26/11 case: Pak sends terms of reference for visit of 2nd Judicial Commission
Pakistan has sent the terms of reference for visit of the second Judicial Commission to India to cross-examine key witnesses in the Mumbai attack case to speed up the prosecution of seven Pakistani suspects in that country.delhi Updated: Nov 26, 2012 17:07 IST
Pakistan has sent the terms of reference for visit of the second Judicial Commission to India to cross-examine key witnesses in the Mumbai attack case to speed up the prosecution of seven Pakistani suspects in that country.
Without giving details of communication, official sources said the terms of reference were received recently and have been sent to legal experts for their opinion.
Pakistan had requested for a visit of the second Commission as a trial court there had rejected the findings of the earlier judicial commission that visited Mumbai in March.
Pakistani court had said that the report of the panel had no "evidential value" as it was not allowed to cross-examine the four witnesses and asked the panel to visit India again.
The four witnesses to be cross examined by the panel include the magistrate who recorded the confessional statement of Lashkar-e-Taiba (LeT) terrorist Ajmal Kasab, since hanged, the investigating officer of the 26/11 case and two doctors who conducted the postmortem of the nine terrorists killed during encounters with police and NSG in 2008.
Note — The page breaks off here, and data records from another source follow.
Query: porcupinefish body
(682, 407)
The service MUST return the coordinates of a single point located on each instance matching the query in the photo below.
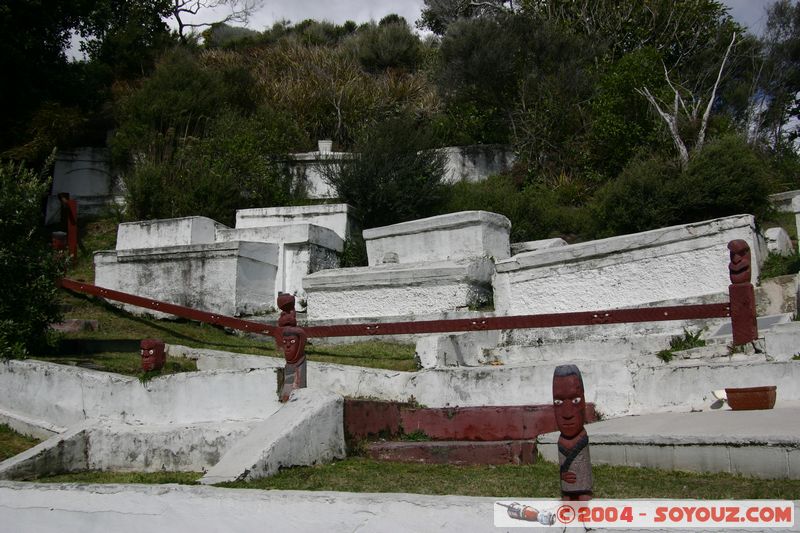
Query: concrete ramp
(308, 429)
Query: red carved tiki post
(153, 355)
(742, 295)
(569, 404)
(293, 341)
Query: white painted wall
(232, 278)
(166, 232)
(448, 237)
(335, 217)
(398, 289)
(65, 396)
(678, 262)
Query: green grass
(12, 443)
(525, 481)
(679, 343)
(115, 325)
(540, 480)
(126, 363)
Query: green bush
(27, 264)
(237, 164)
(638, 200)
(535, 212)
(727, 177)
(393, 176)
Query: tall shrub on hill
(728, 177)
(393, 176)
(27, 264)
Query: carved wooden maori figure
(569, 404)
(742, 294)
(293, 342)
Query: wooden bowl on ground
(750, 398)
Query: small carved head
(739, 267)
(293, 340)
(569, 402)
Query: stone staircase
(459, 435)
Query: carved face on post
(294, 344)
(739, 266)
(153, 356)
(569, 402)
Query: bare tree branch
(704, 123)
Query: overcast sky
(747, 12)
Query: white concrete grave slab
(782, 201)
(302, 249)
(532, 246)
(778, 241)
(450, 237)
(475, 163)
(160, 233)
(398, 289)
(231, 278)
(335, 217)
(675, 263)
(306, 430)
(85, 174)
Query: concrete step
(760, 443)
(369, 418)
(305, 430)
(455, 452)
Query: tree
(775, 100)
(183, 10)
(437, 15)
(691, 111)
(27, 263)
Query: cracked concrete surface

Pakistan has been holding a trial against five accused including 26/11 master-mind Zaki-ur Rehman Lakhvi, Abu Alqama alias Mazhar Iqbal, Hammad Amin, Abdul Wajid alias Zarar Shah and Shahid Jameel Riaz.
Pakistan's interior minister Rehman Malik, during his meeting with union home minister Sushilkumar Shinde, had requested for allowing the second Commission so that the legal formalities could be completed.
Shinde had conveyed to him that 26/11 was a test case and that Islamabad should ensure an early and a speedy trial for all the accused involved in the conspiracy.
A Pakistani Commission had come in march this year during which they only recorded the statements of the witnesses and could not question them.